Inanilmaz emek harcanmis bir kitap, kaynak. Kadinlarimizla gurur duyarak okudum. Bana oneren arkadasima minnet duyuyorum. Osmanli donemi kadin dunyasi dergisinden bolca kesit olduğu icin kitabin cok buyuk bi kismi osmanlica bu biraz insani yavaslatiyorsa da 1800lerin sonunda 1900 lerin basinda daha cumhuriyet soz konusu bile değilken kadinlarin aydinlandiğini gormek beni cok mutlu etti. Onlarin bu ozgurluk icin verdikleri savasin kiymetini bilmeliyiz. Siyasal islamin kadinlari tekrar dort duvar arasina koymasina izin vermemeliyiz. #istanbulsozlesmesiyasatir
"Artık iman ettik ki hayatımız iyi bir hayat değildir... Artık kadınlık böyle yaşamayacaktır ve yaşayamaz. Buna katiyen emin olunuz." Çok önemli ve özellikle her Türk kadınının okuması gereken bir kitap. Tek eleştirim bazı dergi alıntılarında eski kelimelerin çok fazla olmasından dolayı okumanın zorlaşması oldu.
Osmanlı kadın hareketinin çok yönlü bir şekilde incelendiği çok kıymetli bir çalışma olmuş. Kadınların yüzyıllardır var olan problemleri çok boyutlu bir şekilde tespit edip bunları "Kadınlar Dünyası" gibi dergiler aracılığıyla tartışmaları ve bunlarla ilgili hak taleplerini yaşadıkları çağın çok ötesinde bir şekilde cesurca ifade etmeleri beni çok etkiledi. Bu kitabı okuduktan sonra örgütlenmenin ve kamuoyu oluşturmanın ne kadar önemli olduğunu bir kez daha anladım.

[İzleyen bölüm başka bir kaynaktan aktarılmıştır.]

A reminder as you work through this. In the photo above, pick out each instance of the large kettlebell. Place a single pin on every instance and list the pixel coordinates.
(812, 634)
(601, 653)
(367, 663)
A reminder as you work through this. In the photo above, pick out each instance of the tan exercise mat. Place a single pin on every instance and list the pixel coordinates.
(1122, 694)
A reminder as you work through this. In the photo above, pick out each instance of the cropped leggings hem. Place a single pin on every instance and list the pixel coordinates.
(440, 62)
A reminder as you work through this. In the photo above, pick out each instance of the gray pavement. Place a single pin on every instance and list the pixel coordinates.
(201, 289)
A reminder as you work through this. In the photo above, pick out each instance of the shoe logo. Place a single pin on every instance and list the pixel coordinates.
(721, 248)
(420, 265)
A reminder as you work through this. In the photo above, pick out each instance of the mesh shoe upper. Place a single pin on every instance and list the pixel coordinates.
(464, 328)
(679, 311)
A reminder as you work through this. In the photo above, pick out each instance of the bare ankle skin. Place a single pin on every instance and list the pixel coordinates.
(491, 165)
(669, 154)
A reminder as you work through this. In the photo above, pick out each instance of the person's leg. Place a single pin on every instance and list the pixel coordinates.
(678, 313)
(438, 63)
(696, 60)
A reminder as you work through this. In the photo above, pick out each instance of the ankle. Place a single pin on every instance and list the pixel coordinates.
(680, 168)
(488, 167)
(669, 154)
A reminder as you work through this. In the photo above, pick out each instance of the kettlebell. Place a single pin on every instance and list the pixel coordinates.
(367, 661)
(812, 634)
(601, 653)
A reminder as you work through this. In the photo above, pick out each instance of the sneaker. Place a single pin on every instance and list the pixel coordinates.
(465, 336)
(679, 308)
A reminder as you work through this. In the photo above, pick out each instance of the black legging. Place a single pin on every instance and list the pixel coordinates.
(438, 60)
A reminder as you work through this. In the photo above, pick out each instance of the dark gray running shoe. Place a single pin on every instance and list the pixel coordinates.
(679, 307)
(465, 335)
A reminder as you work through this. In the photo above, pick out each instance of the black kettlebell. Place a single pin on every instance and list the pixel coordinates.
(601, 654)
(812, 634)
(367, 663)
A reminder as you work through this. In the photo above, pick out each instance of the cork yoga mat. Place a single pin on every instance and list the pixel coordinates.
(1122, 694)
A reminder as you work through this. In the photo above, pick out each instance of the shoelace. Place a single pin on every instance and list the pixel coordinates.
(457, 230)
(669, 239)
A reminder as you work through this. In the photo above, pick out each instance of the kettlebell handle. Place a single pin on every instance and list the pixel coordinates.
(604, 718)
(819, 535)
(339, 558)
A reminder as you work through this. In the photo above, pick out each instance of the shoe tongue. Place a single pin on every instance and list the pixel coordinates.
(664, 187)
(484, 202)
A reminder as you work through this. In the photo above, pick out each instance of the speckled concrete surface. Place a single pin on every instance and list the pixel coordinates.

Ayrıca Cumhuriyet döneminde kadınlara verilen kadın haklarının tepeden inme olmadığını (Cumhuriyetin sağladığı hakları ve imkânları asla küçük görmeyerek) ve II. Meşrutiyet’ten sonra kadınların yaptığı çok ciddi çalışmaların, sadece İstanbul gibi büyük şehirleri değil, aynı zamanda Anadolu’nun her köşesinden her çeşit kadını bilinçlendirmeyi ve kalkındırmayı hedef aldığını da öğrendim.
Özgürlükleri için çalışan zeki anneannelerimizin ruhları şad olsun.
Captain what a book, huh? diyerek giriş yapmayı nedense çok istedim. Bu kitabı daha önce okumuş olsaydım bir tarih öğrencisi olarak tarihe bakış açımı çok daha önceden şekillendirmeye başlayabilirdim ama elbette ki "nasip". Son sınıfta tezim için okumaya başladım ve yıllardır tarih okurken eksik hissettiğim şeyi, beni yakalayacak kitabı bulmuş olduğumu fark ettim. Zaten bitirme tezim için daha kıymetli daha öğretici ve daha dolu bir kaynak kitap da bulamazdım sanıyorum. İnanılmaz emek harcanmış bir kitap. Çalışmaların hepsini toparlamak bile zaman ister. Üzerine çok çalışılmış. Çok doyurucu. Çok tatmin edici. Kadınlar Dünyası dergisinden çok fazla kesit var, sadece bu bile kendi tezim için çok yararlı oldu. İlgisi olmayan için detaylar çok boğucu olabilir, böyle bir uyarı da kendimce geçmiş olayım. 19 ve 20. yüzyılın sosyal tarihini bir de bir kadının gözünden dönemin kadınlarına odaklanılarak okumak isterseniz kesinlikle kaçırmayın derim.
uzun sürede okumuş gibi görünsem de aslında hep yan kitabım olduğu için bu kadar uzun sürdü. 2-3 kitap aynı anda okuyunca bazıları böyle sürebiliyor. ama çok sindirerek okumuş bulundum ve başladığımla aynı kişi olmadığımı net olarak söyleyebilirim. bakış açımı ve hayatı anlama çabamı kökten değiştirdi. Serpil Çakır bu çalışmayı bize hediye etmesiyle çağımız kadınlarının en büyük insanlardından biridir benim gözümde. herkesin mutlaka okuması gereken bir kitap. dili hiç ağır değil, bir tezin kitaplaştırılması olması sisi korkutmasın. herkesin anlayabileceği şekilde ve gayet de sürükleyizi
Serpil Çakır Türkiye feminist tarihinin meddahı olsun, ben dinleyeyim. Çalışmalarını örnek alıyorum. Anlattığı feminist tarih ufkumu açıyor, evde hissettiriyor.
"Ne için gördügum terbiye ile iktifa etmedim? Ne için düşündüm? Ne için hakikati görmeye ugraşdım? Of, işte esbab-i felaketim bu idi! Bilmem, düşünmek hissi bana nereden gelmiş idi? Sahaif-i alemi okumak nereden hâsıl oldu. Bunlara kendim de hayret ediyor idim.”